The United Nations promotes cooperation and dialogue between Iraq and regional countries through the diplomatic efforts of DPA and the Secretary-General’s Special Representative.
Activities on human rights and in development
UNAMI is working with Iraqi ministries, judicial institutions and civil society to promote the establishment of a strong human rights protection system, including the establishment of an Independent High Commission for Human Rights (IHCHR). The mission also issues a semi-annual report on the human rights situation.
United Nations agencies, programmes and funds continue to work together to improve the quality of life in critical areas such as health, education, water and sanitation – and to assist vulnerable populations including internally displaced persons, refugees, and returnees. UNAMI is also helping to strengthen Iraqi ministries and institutions, as well as coordinating UN humanitarian programmes and the financial assistance of the international donor community.

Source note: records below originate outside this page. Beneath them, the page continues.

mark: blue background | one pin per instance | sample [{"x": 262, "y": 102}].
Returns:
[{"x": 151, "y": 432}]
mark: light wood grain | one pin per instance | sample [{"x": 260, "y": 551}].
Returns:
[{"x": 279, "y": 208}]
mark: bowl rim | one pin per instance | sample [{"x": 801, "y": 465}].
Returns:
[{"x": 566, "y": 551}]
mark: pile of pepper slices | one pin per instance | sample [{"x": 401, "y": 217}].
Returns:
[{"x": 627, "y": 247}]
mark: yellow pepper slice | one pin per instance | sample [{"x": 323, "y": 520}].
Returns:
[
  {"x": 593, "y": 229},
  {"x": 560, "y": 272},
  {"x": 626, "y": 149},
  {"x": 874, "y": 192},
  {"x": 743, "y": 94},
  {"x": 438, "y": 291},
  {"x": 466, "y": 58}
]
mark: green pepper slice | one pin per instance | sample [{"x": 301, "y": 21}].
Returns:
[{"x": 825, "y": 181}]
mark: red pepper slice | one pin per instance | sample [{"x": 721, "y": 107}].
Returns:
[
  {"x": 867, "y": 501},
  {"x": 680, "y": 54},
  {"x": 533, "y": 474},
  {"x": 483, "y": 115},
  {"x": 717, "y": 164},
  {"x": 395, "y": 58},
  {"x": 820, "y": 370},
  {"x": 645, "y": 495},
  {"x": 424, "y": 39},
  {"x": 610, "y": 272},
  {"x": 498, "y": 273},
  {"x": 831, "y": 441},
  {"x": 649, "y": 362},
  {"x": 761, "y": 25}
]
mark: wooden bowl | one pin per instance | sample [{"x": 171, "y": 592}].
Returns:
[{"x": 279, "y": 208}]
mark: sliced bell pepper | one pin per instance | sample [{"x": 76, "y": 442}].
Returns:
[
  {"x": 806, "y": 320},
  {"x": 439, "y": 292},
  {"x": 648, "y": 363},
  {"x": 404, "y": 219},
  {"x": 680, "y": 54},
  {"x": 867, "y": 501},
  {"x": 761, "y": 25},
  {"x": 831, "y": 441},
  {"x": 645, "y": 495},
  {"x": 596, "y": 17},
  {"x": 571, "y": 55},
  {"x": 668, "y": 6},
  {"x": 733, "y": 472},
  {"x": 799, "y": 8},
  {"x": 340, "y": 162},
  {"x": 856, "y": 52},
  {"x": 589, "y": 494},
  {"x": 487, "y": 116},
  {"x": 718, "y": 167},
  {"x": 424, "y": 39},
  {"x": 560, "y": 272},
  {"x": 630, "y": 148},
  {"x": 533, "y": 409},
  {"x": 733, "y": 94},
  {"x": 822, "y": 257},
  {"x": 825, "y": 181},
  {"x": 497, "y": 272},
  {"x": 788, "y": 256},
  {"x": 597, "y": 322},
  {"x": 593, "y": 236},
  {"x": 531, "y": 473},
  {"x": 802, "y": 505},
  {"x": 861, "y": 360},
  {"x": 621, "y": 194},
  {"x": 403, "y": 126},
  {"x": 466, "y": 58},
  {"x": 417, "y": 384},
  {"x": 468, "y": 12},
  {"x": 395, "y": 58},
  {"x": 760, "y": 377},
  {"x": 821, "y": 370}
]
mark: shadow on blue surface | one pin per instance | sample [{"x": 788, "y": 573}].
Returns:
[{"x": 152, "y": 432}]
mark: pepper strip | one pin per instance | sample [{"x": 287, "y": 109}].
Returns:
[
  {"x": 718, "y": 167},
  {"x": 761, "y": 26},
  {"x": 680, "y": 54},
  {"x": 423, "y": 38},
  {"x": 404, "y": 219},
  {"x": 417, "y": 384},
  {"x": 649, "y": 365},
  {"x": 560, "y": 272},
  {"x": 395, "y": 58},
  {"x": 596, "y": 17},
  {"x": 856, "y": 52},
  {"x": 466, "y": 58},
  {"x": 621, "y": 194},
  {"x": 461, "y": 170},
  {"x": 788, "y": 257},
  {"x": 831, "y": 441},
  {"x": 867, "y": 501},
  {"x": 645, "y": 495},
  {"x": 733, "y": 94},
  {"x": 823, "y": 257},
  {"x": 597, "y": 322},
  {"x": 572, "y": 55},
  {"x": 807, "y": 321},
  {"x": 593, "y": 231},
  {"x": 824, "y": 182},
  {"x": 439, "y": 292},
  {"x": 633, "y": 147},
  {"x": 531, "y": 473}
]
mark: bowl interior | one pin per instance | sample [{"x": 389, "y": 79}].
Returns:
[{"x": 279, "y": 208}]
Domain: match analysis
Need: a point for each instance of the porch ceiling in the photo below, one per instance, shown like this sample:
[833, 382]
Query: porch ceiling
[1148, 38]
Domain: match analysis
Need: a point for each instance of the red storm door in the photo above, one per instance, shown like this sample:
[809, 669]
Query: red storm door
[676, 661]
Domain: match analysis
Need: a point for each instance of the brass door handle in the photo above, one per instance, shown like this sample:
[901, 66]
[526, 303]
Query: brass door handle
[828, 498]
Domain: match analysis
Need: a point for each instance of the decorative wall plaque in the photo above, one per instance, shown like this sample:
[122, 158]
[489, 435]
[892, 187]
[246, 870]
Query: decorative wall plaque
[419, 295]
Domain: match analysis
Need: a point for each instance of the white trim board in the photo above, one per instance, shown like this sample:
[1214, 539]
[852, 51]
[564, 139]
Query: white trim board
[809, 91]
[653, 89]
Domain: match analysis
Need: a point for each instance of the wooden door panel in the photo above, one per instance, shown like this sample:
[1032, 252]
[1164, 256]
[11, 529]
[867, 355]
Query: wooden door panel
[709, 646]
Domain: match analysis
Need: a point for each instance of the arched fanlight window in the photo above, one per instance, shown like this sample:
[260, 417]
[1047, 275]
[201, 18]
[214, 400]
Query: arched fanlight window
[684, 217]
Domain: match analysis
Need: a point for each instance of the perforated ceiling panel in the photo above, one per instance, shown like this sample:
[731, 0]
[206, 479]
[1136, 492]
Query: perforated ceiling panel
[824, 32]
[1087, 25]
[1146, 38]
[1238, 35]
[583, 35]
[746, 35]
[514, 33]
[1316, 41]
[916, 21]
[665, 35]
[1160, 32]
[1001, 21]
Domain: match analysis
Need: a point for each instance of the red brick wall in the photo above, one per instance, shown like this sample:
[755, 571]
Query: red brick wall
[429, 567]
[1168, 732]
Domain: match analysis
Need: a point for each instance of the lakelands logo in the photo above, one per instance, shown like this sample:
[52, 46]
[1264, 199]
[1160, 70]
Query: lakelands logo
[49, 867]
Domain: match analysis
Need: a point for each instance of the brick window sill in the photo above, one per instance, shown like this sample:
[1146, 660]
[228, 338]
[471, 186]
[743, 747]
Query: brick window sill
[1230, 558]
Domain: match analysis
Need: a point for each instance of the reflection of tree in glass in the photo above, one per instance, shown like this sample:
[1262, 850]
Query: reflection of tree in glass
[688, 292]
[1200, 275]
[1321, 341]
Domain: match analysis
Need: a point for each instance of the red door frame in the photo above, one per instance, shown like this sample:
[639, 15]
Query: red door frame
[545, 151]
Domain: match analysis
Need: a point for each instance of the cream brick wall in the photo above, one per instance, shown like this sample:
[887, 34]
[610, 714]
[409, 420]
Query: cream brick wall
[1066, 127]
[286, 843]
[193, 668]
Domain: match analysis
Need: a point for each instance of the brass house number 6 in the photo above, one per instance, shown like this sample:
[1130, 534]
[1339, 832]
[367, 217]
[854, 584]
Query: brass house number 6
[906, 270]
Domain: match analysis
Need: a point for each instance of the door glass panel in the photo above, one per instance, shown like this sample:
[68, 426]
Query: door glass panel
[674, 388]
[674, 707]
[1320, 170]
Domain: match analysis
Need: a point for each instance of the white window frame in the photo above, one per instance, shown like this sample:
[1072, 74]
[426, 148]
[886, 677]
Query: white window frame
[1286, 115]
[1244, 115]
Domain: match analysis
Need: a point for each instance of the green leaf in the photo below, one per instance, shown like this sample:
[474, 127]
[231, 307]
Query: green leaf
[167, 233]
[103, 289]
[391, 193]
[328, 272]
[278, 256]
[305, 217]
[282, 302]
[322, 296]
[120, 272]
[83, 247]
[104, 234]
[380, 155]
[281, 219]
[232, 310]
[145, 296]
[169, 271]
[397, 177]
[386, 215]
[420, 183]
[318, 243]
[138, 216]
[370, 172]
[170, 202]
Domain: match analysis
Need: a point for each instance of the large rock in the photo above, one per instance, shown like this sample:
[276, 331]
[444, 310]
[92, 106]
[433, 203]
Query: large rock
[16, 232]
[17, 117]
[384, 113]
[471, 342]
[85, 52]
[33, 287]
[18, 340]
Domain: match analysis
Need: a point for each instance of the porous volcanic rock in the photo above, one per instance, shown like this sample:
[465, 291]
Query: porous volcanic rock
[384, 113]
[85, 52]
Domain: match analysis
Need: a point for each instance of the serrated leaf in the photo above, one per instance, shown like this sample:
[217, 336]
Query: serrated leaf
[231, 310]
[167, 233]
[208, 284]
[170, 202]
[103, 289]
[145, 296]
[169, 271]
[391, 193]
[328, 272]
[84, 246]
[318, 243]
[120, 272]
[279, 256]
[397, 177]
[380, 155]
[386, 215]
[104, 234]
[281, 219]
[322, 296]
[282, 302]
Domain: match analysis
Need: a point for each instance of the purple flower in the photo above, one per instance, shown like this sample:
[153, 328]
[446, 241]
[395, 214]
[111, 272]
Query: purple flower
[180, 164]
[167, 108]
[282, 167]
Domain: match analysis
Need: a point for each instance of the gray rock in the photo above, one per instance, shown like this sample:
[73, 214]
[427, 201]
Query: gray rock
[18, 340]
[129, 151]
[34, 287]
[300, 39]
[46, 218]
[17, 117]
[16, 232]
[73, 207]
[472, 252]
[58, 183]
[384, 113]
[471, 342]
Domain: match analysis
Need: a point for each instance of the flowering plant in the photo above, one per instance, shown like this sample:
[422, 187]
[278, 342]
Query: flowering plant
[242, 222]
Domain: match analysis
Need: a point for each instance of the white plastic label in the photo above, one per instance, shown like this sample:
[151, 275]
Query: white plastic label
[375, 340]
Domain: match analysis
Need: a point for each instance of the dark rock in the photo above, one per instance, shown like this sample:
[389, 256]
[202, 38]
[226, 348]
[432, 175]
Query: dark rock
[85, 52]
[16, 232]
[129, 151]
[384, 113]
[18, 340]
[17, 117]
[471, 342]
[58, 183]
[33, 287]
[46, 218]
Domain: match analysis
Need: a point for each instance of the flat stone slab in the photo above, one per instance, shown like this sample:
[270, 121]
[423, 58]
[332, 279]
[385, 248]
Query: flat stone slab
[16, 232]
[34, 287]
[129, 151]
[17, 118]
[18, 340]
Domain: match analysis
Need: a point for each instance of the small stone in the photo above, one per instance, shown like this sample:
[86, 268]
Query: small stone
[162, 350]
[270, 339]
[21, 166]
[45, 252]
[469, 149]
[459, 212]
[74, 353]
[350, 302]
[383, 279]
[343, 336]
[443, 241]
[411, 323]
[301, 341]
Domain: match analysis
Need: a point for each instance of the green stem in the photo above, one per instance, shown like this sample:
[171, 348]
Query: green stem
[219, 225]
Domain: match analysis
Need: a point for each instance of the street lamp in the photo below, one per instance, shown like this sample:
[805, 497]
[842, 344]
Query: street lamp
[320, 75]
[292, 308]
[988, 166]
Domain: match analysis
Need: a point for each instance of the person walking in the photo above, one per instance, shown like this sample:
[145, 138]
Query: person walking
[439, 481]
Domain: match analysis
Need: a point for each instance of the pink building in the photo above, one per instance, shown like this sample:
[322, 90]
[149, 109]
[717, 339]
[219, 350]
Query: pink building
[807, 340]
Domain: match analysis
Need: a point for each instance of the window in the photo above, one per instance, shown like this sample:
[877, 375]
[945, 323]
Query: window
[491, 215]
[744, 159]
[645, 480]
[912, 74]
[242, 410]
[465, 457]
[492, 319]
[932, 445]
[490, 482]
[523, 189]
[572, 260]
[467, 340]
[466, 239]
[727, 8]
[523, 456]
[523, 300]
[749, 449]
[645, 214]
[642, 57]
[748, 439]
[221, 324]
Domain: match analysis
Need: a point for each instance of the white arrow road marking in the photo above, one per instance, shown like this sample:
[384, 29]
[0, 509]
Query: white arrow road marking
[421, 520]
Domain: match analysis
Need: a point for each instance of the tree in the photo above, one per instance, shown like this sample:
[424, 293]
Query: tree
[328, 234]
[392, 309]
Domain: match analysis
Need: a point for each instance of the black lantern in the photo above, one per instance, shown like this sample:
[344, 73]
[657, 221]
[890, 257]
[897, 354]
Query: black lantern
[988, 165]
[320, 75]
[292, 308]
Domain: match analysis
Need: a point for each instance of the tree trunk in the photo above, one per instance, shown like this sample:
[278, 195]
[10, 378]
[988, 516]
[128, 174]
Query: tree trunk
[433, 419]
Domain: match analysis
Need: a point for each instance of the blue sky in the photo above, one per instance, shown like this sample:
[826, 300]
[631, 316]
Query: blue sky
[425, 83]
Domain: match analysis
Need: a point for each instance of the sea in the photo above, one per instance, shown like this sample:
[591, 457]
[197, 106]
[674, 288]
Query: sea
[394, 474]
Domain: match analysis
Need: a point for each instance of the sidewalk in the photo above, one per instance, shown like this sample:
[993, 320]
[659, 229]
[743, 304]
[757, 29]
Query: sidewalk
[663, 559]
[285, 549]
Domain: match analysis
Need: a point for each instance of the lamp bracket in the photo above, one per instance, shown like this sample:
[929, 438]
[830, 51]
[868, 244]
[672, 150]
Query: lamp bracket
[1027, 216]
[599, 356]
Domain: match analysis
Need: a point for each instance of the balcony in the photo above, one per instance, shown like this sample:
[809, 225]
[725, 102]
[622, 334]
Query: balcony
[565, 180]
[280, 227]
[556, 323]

UNAMI has played an important role in facilitating a peaceful solution to the contentious issue of Camp New Iraq (formerly Camp Ashraf) – home until recently to more than 3,000 members of an Iranian opposition group, the Mujahedin-e Khalq (MeK). Clashes with the Iraqi Security Forces resulted in the deaths of several dozen residents from 2009 to 2011. The Government of Iraq subsequently made it clear that it wanted Camp New Iraq shut down and the MeK to leave Iraq by the end of 2011.
At the request of the UN Secretary-General, Ban Ki-moon, the Government of Iraq decided to extend the deadline for the closure of Camp New Iraq. Following a series of extensive consultations with the residents and Iraqi authorities, the United Nations and the Government of Iraq agreed on a peaceful resolution of the situation in Camp New Iraq.
The Memorandum of Understanding (MoU) signed in December 2011 paved the way for a voluntary relocation of the residents to a temporary transit location, Camp Hurriya, near Baghdad. The Government of Iraq committed not to forcibly return residents to Iran and to ensure the safety and wellbeing of the residents.
The last major relocation convoy arrived at Camp Hurriya in mid-September 2012. Of the 3,280 residents originally in Camp Ashraf, only a small group now remains on a temporary basis to arrange the details pursuant to the closure of the camp.
The role of UNAMI in this process is to monitor the human rights and humanitarian situation during the relocation and to provide round-the-clock human rights monitoring at Camp Hurriya. The UN Refugee Agency is determining the residents’ eligibility for refugee status with a view of a longer-term solution: their resettlement outside of Iraq.